DLS and TEM screening of process variants. This figure shows the elements of an extensive analysis of multiple batches of gold nanoparticles during scale-up of a drug product containing the particles. DLS and TEM measurements are shown for four batches of gold nanoparticles made using the same synthesis procedure, in which Na-citrate was added to a boiling aqueous solution of HAuCl4. Both DLS and TEM measurements identify batch A4 as an outlier, with substantially smaller particle size than the other batches, though only TEM allows analysis of differences in the shape distribution. The comparison of DLS and TEM for a larger set of process variants, where the reaction conditions were tested more extensively (e.g., Na-citrate and HAuCl4 were mixed at room temperature then heated to boiling, HAuCl4 was added to boiling Na-citrate solution, or Na-citrate and HAuCl4 were added to boiling H2O) was previously published here (52). Testing during early development scale-up can bridge the toolsets of basic and preclinical research and begin to establish quality control testing criteria for the product

CONCLUSIONS

Pharmaceutical drug product candidates should be tested in experiments which expose deficiencies that may be “show stoppers” or “back to the drawing board moments” as early as possible. “Fail early, fail cheap” is a generally accepted means of improving the efficiency of pharmaceutical R&D and is not unique to nanomedicine (55).
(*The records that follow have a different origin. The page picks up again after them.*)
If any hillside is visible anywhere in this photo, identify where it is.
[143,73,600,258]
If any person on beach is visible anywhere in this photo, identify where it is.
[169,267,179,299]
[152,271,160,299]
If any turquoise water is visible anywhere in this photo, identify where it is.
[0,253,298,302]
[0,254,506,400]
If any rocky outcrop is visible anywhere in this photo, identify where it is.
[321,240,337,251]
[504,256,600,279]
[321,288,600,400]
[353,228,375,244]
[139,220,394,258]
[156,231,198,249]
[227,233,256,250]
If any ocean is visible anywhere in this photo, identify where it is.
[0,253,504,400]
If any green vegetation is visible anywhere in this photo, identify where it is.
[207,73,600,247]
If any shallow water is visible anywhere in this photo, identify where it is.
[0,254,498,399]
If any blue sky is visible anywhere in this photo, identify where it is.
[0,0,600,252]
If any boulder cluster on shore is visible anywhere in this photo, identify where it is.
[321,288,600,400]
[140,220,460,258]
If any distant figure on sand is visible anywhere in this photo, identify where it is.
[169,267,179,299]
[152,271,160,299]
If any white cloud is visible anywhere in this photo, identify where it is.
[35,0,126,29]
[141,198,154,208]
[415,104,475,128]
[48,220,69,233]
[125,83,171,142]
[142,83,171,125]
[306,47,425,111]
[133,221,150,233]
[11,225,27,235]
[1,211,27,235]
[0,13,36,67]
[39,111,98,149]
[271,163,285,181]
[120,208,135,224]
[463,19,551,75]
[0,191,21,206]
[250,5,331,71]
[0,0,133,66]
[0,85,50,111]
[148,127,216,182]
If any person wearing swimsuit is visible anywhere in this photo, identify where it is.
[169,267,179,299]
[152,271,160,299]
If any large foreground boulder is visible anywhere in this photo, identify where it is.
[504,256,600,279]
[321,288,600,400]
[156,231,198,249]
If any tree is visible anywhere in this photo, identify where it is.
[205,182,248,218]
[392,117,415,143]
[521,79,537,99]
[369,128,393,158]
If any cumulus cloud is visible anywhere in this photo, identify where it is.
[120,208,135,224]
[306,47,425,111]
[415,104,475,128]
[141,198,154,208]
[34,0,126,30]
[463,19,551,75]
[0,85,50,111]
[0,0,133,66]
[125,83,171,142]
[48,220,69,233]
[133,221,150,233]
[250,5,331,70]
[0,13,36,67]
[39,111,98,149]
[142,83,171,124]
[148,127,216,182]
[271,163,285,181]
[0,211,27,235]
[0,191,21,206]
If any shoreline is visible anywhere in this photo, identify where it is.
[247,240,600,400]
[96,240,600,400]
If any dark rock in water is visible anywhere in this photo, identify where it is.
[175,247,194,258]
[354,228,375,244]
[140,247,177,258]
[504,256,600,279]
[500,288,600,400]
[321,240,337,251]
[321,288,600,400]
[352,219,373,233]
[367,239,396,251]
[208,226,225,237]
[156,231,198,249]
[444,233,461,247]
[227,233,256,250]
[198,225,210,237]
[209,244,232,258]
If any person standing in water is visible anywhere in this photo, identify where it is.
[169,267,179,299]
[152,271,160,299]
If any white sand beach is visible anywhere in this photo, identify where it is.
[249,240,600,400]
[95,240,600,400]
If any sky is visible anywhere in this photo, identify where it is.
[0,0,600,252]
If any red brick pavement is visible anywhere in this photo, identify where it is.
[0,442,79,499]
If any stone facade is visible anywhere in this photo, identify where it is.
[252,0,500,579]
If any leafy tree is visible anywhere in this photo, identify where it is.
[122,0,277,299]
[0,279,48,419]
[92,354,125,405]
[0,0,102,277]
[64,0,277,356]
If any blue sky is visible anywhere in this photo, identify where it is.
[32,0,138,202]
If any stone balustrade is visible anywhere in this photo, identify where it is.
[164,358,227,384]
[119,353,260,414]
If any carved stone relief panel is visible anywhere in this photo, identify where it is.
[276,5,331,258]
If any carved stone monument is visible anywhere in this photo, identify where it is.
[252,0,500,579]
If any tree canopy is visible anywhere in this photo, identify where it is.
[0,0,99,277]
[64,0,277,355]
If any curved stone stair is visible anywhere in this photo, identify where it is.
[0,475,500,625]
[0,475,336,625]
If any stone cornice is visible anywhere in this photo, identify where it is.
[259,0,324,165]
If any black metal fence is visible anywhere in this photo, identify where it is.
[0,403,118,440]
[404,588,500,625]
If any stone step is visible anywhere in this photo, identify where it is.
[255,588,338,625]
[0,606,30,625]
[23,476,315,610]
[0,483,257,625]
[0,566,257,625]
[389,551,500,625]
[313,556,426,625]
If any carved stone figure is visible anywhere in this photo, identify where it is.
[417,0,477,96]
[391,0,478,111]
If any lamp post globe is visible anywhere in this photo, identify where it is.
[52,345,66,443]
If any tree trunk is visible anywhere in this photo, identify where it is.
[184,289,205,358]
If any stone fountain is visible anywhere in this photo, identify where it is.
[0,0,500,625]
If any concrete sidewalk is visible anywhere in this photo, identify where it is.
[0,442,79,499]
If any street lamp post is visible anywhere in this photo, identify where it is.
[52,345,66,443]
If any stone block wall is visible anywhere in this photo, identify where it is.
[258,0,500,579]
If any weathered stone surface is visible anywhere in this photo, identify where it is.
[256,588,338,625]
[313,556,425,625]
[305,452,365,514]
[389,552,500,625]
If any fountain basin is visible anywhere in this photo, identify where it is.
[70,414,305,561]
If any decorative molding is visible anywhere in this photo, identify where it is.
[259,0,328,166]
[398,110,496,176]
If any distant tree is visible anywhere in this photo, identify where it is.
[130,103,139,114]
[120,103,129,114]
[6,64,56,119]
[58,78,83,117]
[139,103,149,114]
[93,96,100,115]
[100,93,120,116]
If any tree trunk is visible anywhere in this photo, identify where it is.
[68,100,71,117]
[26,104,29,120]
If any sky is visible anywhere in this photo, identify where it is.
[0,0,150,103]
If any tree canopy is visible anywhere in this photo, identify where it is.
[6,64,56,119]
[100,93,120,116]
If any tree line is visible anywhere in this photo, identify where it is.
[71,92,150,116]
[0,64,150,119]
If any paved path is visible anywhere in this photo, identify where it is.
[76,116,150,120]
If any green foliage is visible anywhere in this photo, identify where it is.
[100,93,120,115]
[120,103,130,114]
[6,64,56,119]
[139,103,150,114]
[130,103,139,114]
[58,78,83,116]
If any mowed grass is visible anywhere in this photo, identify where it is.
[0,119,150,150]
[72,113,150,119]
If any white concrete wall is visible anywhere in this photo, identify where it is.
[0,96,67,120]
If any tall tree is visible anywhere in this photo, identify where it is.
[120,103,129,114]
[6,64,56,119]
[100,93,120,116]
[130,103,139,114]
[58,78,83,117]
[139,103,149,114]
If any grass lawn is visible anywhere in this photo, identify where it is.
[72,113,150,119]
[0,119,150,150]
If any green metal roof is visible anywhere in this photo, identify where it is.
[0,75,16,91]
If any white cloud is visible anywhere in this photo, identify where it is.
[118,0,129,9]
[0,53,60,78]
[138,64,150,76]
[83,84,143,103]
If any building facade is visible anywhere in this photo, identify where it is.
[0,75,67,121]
However, the tests which identify common points of failure for nanomedicines are different than those for small molecule drugs or biopharmaceuticals. Here, we have reviewed five go/no-go evaluation sets for nanomedicines in early development: (1) characterization of starting materials, (2) evaluation of ligand and surface coatings, (3) analysis of drug and nanomaterial stability, (4) assessment of in vivo stability and drug release, and (5) evaluation of in vitro immunological responses.
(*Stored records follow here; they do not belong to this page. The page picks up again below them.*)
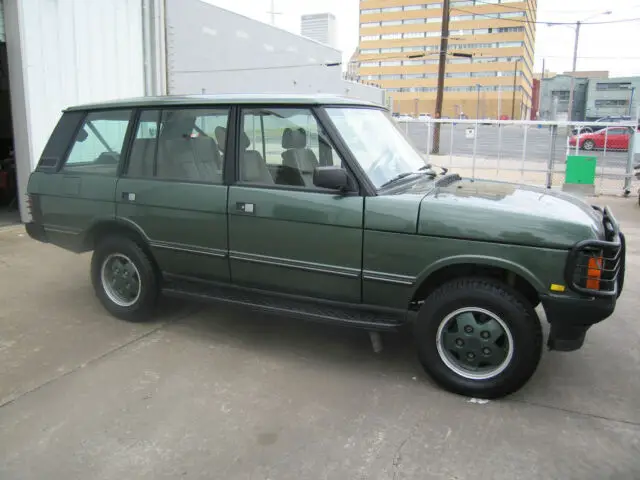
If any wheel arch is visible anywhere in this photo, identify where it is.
[83,218,158,269]
[409,255,545,307]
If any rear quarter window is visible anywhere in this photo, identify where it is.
[62,110,132,176]
[37,112,84,170]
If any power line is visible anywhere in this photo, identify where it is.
[451,4,640,25]
[538,55,640,60]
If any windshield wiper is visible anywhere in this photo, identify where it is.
[420,163,449,175]
[379,172,415,188]
[379,165,437,188]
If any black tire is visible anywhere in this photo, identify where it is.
[414,278,542,398]
[91,236,159,322]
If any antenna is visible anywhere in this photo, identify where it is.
[267,0,282,25]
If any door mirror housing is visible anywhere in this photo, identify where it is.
[313,166,350,192]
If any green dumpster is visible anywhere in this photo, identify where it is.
[564,155,597,185]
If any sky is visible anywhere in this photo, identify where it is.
[205,0,640,76]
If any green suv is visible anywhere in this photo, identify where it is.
[26,95,625,398]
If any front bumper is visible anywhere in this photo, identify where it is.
[541,295,617,352]
[540,207,626,352]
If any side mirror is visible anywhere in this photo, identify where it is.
[313,166,349,192]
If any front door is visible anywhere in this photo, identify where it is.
[116,107,229,281]
[228,107,364,303]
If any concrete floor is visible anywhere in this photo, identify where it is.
[0,198,640,480]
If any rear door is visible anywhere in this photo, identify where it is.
[116,106,230,281]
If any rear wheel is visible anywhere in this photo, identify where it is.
[91,236,158,322]
[415,278,542,398]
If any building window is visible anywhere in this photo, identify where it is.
[551,90,570,102]
[596,82,631,90]
[595,99,629,107]
[500,12,524,18]
[494,27,524,33]
[451,15,473,22]
[471,72,499,78]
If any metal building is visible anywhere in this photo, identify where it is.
[0,0,384,221]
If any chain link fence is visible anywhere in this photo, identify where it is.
[398,119,640,194]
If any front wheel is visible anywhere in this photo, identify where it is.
[415,278,542,398]
[91,236,158,322]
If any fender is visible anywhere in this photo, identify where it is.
[411,255,546,298]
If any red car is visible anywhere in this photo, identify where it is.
[569,127,633,150]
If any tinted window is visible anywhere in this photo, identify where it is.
[127,108,229,184]
[63,110,131,175]
[239,108,342,188]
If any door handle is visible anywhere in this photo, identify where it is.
[236,202,256,215]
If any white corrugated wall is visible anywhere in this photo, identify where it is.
[4,0,145,221]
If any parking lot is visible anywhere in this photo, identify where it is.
[0,197,640,480]
[399,122,629,168]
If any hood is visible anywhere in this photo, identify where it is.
[418,179,604,248]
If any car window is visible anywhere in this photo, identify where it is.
[127,108,229,184]
[239,107,342,188]
[62,110,131,175]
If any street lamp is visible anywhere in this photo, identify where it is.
[549,10,612,121]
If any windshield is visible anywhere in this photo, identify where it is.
[326,107,426,188]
Testing in these five areas is obviously no guarantee of the eventual success of a nanomedicine product. They are recommended for early development because they are often overlooked during basic research, but potentially reveal critical deficiencies that will be expensive to correct later on. These tests can also help establish a preliminary understanding of the relationship between the physicochemical characteristics of the product and its performance and safety. This is a first step toward what will eventually become the critical quality attributes and quality control testing criteria for the product.